Silas estaba furioso.

—Solo porque eres la maga extraordinaria, Marcia, crees que puedes entrar aquí y arruinar nuestras vidas como si no tuviera importancia. No vas a llevarte a Jenna. Es nuestra, es nuestra única hija. Está perfectamente a salvo aquí y se quedará con nosotros.

—Silas —suspiró Marcia—, no está a salvo con vosotros. Ya no. La han descubierto. Tienes a una espía viviendo justo en la puerta de al lado, Linda Lane.

—¡Linda! —exclamó Sarah—. ¿Una espía? No te creo.

—¿Te refieres a esa horrible cotorra que siempre anda parloteando por aquí sobre píldoras y pociones y haciendo interminables retratos de los niños? —preguntó Silas.

—¡Silas! —le reprendió Sarah—. No seas tan grosero.

—Seré más que grosero si resulta ser una espía —declaró Silas.

—No utilices el condicional, Silas —dijo Marcia—. Linda Lane es una espía sin ningún género de dudas. Estoy segura de que los dibujos que ha hecho le serán muy útiles al custodio supremo.

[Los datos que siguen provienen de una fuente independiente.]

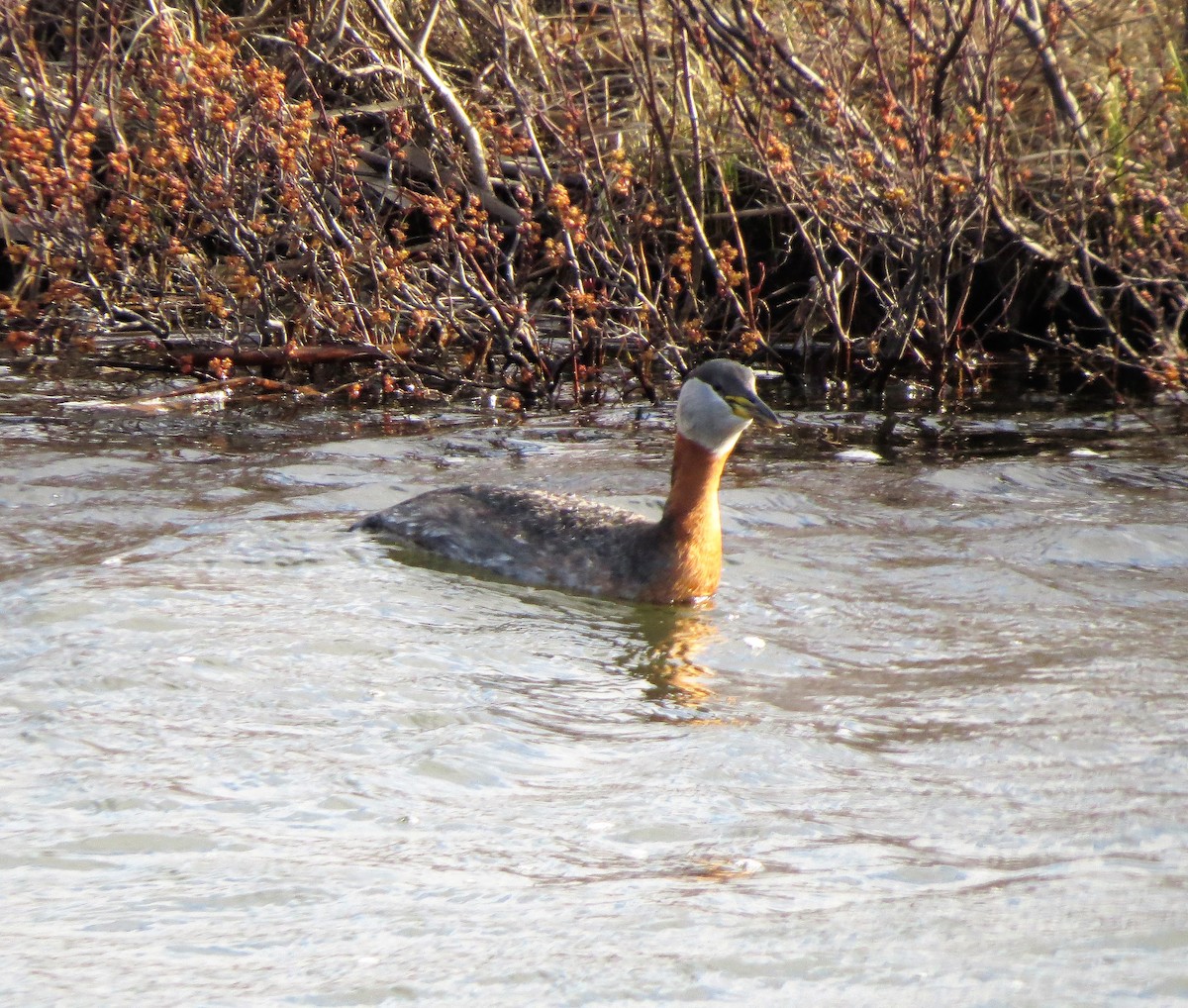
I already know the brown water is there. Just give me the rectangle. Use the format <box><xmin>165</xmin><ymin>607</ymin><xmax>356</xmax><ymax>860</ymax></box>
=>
<box><xmin>0</xmin><ymin>380</ymin><xmax>1188</xmax><ymax>1006</ymax></box>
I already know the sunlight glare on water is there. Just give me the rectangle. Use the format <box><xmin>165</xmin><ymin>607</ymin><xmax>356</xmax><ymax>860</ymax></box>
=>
<box><xmin>0</xmin><ymin>382</ymin><xmax>1188</xmax><ymax>1006</ymax></box>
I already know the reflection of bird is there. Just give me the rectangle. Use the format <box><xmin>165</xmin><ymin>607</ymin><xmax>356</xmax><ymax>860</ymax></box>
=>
<box><xmin>355</xmin><ymin>360</ymin><xmax>779</xmax><ymax>604</ymax></box>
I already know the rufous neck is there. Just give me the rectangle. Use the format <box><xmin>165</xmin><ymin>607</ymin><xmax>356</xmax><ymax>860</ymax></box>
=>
<box><xmin>664</xmin><ymin>434</ymin><xmax>731</xmax><ymax>533</ymax></box>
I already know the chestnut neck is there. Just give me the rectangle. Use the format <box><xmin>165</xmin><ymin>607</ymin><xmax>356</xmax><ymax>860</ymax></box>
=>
<box><xmin>661</xmin><ymin>434</ymin><xmax>731</xmax><ymax>541</ymax></box>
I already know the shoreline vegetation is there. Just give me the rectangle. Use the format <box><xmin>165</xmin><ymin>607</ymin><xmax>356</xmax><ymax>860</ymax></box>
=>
<box><xmin>0</xmin><ymin>0</ymin><xmax>1188</xmax><ymax>409</ymax></box>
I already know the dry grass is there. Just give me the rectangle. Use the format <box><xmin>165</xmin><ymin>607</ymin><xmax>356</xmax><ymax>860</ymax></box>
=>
<box><xmin>0</xmin><ymin>0</ymin><xmax>1188</xmax><ymax>404</ymax></box>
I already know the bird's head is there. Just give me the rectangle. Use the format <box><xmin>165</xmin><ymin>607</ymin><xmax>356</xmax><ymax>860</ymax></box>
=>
<box><xmin>676</xmin><ymin>360</ymin><xmax>779</xmax><ymax>455</ymax></box>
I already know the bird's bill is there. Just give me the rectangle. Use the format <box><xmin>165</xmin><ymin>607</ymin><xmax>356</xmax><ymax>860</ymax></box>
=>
<box><xmin>726</xmin><ymin>395</ymin><xmax>779</xmax><ymax>427</ymax></box>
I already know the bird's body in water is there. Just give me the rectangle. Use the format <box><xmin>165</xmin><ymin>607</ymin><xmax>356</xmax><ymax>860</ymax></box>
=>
<box><xmin>355</xmin><ymin>360</ymin><xmax>779</xmax><ymax>604</ymax></box>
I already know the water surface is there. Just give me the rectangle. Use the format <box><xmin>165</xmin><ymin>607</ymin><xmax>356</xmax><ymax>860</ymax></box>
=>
<box><xmin>0</xmin><ymin>372</ymin><xmax>1188</xmax><ymax>1006</ymax></box>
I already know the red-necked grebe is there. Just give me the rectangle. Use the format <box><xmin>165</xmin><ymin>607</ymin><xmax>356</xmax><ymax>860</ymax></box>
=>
<box><xmin>354</xmin><ymin>360</ymin><xmax>779</xmax><ymax>604</ymax></box>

Silas rugió y Marcia apuró su ventaja.

—Mira, Silas, yo solo quiero lo mejor para Jenna. Tienes que confiar en mí.

Silas se mofó.

—¿Por qué iba a confiar en ti, Marcia?

—Porque yo te confié a la princesa —respondió Marcia—. Ahora tú debes confiar en mí. Lo que sucedió hace diez años no volverá a suceder.

—Olvidas, Marcia —observó Silas en tono mordaz—, que no sabemos lo que sucedió hace diez años. Nadie se molestó en contárnoslo nunca.

Marcia suspiró.

—¿Cómo podría explicártelo, Silas? Fue mejor para la princesa, quiero decir, para Jenna, que no lo supierais.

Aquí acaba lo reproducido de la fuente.